As you build a culture program, ensure you’re addressing each of these to prevent your company from falling into these common pitfalls.
Ok. So, we talked about:
Section 1: The state of SMB growth and the fact that competiton for funding is getting super competitive
Section 2: If you want to be one of the companies to be consider for funding, you need to nail the 12 areas that investors evaluate
Section 3: Talent is the top priority for investors so, you need to ensure your leadership team, employees, and culture are strong
Now, in section 4, lets go into what happens if you’re a lucky company that gets funding and where to invest in hiring first.
Every company and industry is different so the structure and hiring priorities will vary. However, AS AN EXAMPLE, here’s what the order of hiring priorities and focus could look like.
So, for technology companies, as your revenue growth allows:
Hire a really good person to own Technology/Engineering
Hire a really good person to own R&D/product development
Hire a really good person to own G&A (accounting, finance, Assistant -- enables you to maximize your productivity)

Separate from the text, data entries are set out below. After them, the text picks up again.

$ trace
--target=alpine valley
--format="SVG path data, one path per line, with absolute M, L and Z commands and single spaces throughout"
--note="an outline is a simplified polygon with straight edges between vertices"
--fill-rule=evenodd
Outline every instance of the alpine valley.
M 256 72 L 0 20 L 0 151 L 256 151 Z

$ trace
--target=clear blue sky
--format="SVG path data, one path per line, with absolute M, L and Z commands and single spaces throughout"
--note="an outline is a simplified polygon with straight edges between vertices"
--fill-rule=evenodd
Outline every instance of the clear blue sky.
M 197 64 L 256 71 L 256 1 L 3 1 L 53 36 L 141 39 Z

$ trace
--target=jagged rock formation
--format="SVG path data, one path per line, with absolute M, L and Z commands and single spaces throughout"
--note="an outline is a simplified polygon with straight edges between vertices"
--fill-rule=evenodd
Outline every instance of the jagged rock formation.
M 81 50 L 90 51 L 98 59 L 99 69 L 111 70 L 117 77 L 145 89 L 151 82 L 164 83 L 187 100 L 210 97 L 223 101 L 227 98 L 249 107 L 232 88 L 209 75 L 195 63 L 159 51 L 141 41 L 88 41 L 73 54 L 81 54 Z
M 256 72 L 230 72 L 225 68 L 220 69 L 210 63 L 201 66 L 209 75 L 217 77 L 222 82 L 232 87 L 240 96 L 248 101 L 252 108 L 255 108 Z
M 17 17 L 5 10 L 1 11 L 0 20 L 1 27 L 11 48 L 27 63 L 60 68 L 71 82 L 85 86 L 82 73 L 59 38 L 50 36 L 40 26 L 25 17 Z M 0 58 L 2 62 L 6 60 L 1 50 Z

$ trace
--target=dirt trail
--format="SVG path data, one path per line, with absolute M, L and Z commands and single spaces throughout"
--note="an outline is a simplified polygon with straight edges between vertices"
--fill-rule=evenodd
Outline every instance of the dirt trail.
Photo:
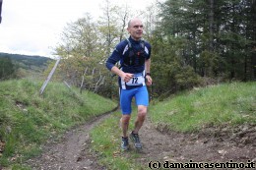
M 36 170 L 102 170 L 90 152 L 90 130 L 108 115 L 67 132 L 59 143 L 46 145 L 40 157 L 29 160 Z M 180 134 L 164 125 L 154 127 L 150 119 L 140 131 L 143 151 L 136 161 L 144 167 L 149 162 L 256 162 L 256 126 L 235 129 L 206 128 L 199 134 Z M 129 154 L 129 152 L 124 153 Z M 255 163 L 256 164 L 256 163 Z M 255 165 L 256 166 L 256 165 Z
M 40 157 L 30 159 L 28 164 L 34 170 L 103 170 L 90 151 L 90 131 L 108 114 L 104 114 L 89 123 L 65 134 L 58 143 L 47 144 Z

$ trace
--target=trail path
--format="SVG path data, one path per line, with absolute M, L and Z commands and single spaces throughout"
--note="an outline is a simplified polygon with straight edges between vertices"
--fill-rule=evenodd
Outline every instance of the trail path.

Hire a really good person to own sales
Hire a really good person to own marketing
Hire a really good person to own customer service
Hire a really good person to own HR/Talent Acquisition
But, one of the most common questions CEOs (or leadership teams) ask board members / investors, are….where they should look for top talent. Often times, we’ll refer candidates but I suggest using a mix of tools/platforms.
In this last section, lets look at key sources for top talent.
With recruiting highly-skilled talent as the top priority, SMB leaders are asking, “Where can I recruit quality talent?”
Job boards and social professional networks are the leading sources of quality hires for small business. Interestingly, enterprise
organizations use social professional networks, employee referrals, and their career website more heavily than SMBs.
SMBs are limited on funds and resources so finding an all-in-one recruiting solution is an effective way of having to spend the time to manage different tools and technology. That’s where I think LinkedIn could be an effective way for emerging AND growing SMBs to post jobs, build an employer brand, and proactively source highly qualified talent in one place.
With that, let’s go into the key areas that investors zero in on.
1. Competition for funding is more competitive than before
Know your business inside and out.
2. Prioritize hiring top talent and building a strong culture
Prioritize building a high-performing and respected team. Don’t overlook the importance of culture.
3. Measure your culture and continue to keep employees engaged
Employee voice surveys can reveal key findings and allow you to implement solutions.
4. Build a hiring strategy
Detail a strategy in advance for headcount and where to hire for the year. Align your management and hiring teams on the type of candidates you are looking for.
5. Use a mix of hiring tools
In addition to traditional job postings, activate modern recruiting tools (social professional networks, employer branding, referrals) to generate more awareness.